Hook ’em Hamburger Buns
2 small sweet potatoes
2 sprigs fresh rosemary (optional)
1 cup potato cooking water, reserved
1 cup milk at room temperature
1 Tbs. honey
1 packet active dry yeast
1/4 c. butter, melted
4 cups whole wheat flour plus 1/2 cup for rolling and shaping dough
Chop sweet potatoes into sixths and boil unpeeled potato chunks with rosemary sprigs in water for about 20 minutes. Once potatoes are tender, remove them from water with a slotted spoon. Reserve 1 cup potato water & the rosemary. Allow potatoes to cool enough to handle, then remove skin. Puree potatoes and rosemary needles in a food processor, then transfer to a large mixing bowl. Add reserved water, milk, honey, lightly beaten egg, and melted butter to potato puree and stir to blend. (Mixture should be between 100-120 degrees.) Add yeast and allow it to proof. Add 4 cups of whole wheat flour, stirring dough to incorporate.
Continue stirring dough for several minutes until it is fully formed and elastic. It may be soft and a little sticky– that is okay. Cover bowl with a damp dish towel and set in a warm place to rise for half an hour.
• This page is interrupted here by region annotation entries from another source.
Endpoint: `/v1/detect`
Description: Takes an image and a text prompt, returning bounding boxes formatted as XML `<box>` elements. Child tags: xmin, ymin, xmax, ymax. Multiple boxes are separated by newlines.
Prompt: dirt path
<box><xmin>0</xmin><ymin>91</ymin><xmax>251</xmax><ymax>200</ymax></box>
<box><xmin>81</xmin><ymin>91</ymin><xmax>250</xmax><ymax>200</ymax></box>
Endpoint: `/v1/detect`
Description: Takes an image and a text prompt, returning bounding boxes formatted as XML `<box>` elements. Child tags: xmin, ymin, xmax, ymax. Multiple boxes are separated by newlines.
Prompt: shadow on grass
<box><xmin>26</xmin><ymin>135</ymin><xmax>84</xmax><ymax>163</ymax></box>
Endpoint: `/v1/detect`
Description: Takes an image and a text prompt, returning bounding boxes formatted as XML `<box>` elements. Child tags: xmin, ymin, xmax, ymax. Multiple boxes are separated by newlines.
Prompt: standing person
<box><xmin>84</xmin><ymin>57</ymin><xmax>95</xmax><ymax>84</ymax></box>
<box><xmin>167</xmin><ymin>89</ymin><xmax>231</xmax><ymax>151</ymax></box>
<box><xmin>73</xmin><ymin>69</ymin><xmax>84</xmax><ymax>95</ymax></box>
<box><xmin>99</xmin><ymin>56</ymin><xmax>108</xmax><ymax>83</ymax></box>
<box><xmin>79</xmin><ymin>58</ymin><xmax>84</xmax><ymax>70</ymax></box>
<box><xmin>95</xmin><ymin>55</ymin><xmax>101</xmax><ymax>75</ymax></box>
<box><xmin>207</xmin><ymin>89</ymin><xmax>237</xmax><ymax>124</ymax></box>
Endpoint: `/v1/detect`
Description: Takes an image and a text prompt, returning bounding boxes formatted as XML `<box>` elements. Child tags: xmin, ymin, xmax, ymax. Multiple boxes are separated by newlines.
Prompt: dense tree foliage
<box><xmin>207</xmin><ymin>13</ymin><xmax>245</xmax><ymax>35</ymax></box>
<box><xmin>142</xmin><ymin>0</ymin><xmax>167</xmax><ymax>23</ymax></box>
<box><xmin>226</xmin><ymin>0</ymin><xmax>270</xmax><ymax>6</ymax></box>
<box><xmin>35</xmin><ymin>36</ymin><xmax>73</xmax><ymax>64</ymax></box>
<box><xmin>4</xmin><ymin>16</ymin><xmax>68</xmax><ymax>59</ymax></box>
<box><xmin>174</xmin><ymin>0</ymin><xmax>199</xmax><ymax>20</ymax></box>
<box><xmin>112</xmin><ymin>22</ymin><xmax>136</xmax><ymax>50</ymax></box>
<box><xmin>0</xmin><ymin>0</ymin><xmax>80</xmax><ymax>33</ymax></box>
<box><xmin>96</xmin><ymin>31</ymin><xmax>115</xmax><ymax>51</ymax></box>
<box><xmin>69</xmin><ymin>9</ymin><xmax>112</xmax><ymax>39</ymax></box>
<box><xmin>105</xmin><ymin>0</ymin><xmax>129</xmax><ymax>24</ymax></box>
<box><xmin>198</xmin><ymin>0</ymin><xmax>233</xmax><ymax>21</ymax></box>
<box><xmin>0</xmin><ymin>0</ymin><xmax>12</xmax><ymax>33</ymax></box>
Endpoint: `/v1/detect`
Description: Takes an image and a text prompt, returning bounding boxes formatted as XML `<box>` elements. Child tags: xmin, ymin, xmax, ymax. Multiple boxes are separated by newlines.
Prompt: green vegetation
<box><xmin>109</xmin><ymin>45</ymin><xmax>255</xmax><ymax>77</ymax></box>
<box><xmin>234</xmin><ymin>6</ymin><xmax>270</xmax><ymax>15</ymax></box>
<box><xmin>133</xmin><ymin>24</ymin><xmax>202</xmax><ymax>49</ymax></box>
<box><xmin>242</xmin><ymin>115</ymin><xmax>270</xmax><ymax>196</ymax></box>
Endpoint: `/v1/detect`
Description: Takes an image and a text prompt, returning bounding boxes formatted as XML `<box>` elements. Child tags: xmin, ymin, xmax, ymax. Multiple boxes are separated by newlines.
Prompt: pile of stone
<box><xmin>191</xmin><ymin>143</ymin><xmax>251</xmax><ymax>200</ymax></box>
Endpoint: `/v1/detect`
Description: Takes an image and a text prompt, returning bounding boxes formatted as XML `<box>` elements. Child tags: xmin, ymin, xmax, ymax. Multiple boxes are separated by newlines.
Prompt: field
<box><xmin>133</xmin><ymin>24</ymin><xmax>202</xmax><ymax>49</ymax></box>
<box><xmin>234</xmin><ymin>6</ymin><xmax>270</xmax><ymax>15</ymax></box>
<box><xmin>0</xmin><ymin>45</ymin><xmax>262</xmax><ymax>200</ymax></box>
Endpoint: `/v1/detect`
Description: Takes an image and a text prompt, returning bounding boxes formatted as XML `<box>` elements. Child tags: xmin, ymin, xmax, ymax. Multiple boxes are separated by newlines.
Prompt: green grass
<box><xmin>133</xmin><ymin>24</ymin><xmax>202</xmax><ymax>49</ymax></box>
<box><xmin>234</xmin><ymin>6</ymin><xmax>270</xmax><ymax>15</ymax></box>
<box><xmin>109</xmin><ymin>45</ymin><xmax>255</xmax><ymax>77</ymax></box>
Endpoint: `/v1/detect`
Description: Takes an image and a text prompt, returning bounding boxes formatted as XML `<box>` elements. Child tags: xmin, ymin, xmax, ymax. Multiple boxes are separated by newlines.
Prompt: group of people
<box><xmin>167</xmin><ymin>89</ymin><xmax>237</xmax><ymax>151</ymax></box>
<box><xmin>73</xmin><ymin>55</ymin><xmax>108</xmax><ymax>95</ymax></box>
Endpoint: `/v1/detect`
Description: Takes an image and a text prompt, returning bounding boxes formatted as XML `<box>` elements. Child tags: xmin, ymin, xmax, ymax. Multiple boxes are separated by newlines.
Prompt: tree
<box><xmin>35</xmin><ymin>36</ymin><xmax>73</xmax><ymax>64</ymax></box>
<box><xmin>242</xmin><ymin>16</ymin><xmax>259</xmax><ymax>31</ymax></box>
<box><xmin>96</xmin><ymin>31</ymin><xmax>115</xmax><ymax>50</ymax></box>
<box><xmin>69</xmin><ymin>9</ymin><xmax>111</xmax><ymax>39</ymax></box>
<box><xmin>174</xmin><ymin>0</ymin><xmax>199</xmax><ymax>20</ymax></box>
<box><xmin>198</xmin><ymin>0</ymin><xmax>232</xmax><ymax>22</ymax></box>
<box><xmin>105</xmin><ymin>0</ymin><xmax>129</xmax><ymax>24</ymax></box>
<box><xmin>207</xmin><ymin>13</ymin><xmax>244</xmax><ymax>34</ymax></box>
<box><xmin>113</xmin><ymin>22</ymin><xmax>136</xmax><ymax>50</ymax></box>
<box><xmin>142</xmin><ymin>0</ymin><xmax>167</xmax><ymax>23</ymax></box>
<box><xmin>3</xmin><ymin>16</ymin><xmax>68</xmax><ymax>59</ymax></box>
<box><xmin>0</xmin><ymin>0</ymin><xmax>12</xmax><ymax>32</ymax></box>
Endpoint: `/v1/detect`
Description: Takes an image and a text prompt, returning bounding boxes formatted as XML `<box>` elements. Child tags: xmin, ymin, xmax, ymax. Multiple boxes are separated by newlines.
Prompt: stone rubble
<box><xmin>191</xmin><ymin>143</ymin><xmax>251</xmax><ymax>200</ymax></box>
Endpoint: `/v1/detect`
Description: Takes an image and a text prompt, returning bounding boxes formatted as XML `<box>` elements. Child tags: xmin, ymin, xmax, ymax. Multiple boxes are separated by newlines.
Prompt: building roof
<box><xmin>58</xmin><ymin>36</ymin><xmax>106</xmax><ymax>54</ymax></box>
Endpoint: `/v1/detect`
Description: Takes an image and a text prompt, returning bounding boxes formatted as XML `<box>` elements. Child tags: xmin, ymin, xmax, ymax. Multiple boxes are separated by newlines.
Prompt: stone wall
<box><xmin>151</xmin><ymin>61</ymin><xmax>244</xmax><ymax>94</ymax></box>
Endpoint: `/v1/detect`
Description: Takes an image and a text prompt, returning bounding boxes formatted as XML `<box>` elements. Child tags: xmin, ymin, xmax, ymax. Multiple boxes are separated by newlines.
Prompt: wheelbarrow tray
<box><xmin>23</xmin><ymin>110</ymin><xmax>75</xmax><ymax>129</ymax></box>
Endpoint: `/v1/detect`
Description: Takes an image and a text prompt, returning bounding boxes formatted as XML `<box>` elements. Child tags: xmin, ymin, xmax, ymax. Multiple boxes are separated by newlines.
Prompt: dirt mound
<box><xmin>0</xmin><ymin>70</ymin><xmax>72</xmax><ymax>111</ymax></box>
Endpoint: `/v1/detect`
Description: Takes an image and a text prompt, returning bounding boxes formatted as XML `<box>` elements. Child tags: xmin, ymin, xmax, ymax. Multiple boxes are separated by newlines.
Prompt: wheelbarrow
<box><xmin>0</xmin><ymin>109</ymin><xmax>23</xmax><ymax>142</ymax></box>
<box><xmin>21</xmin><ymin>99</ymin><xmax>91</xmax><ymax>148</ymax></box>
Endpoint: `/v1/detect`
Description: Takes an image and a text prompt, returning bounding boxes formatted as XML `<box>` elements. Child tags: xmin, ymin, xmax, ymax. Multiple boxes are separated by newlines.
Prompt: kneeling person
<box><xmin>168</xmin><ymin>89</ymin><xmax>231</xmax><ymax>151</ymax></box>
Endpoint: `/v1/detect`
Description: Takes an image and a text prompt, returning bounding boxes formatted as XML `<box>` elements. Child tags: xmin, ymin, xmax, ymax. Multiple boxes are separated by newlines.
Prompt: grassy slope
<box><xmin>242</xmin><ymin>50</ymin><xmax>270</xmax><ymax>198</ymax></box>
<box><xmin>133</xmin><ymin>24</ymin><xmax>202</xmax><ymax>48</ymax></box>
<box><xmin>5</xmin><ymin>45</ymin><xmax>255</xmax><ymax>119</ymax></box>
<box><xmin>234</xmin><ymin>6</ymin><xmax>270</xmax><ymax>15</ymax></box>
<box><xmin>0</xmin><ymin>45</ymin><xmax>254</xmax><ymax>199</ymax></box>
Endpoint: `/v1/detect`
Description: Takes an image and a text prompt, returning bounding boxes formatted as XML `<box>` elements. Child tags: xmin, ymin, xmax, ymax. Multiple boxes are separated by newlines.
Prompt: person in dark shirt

Once dough has doubled in volume, turn it onto a floured surface. Knead dough for 5-10 minutes, incorporating as little flour as possible, until it is firm and holds its shape. Use a pastry scraper to divide dough in half, set one half aside for later. Roll remaining dough into a circle about 1 inch thick and divide into six pieces. Shape each piece into a roll using floured hands. Tip: the technique for shaping roll dough is quite different from, say, cookie dough or clay. Instead of rolling the dough ball between your hands, cup the dough ball firmly in one hand and use the fingertips of the other hand to fold under the edges of the dough until the top surface of the roll is smooth.
Repeat the rolling/shaping procedure until you have formed 12 rolls. Each roll should be about the size of a tennis ball. Place dough balls on a buttered cookie sheet about two inches apart. Brush roll tops with butter and sprinkle with sea salt and crushed rosemary. Cover with a damp towel and set in a warm place to rise for about an hour.
Bake rolls 20-25 minutes at 350 degrees. Brush again with butter after you remove from the oven, move to a wire rack to cool.
*I know that not all hamburger buns cost $1 each. A package of 8, nationally distributed buns made with high fructose corn syrup costs just $1.50. This makes me angry since I know that my tax dollars subsidize the cheap corn, wheat, and GM soy in those rolls. When my niece is an adult her tax dollars will continue to pay for the long-term environmental and human health costs of those crappy hamburger buns.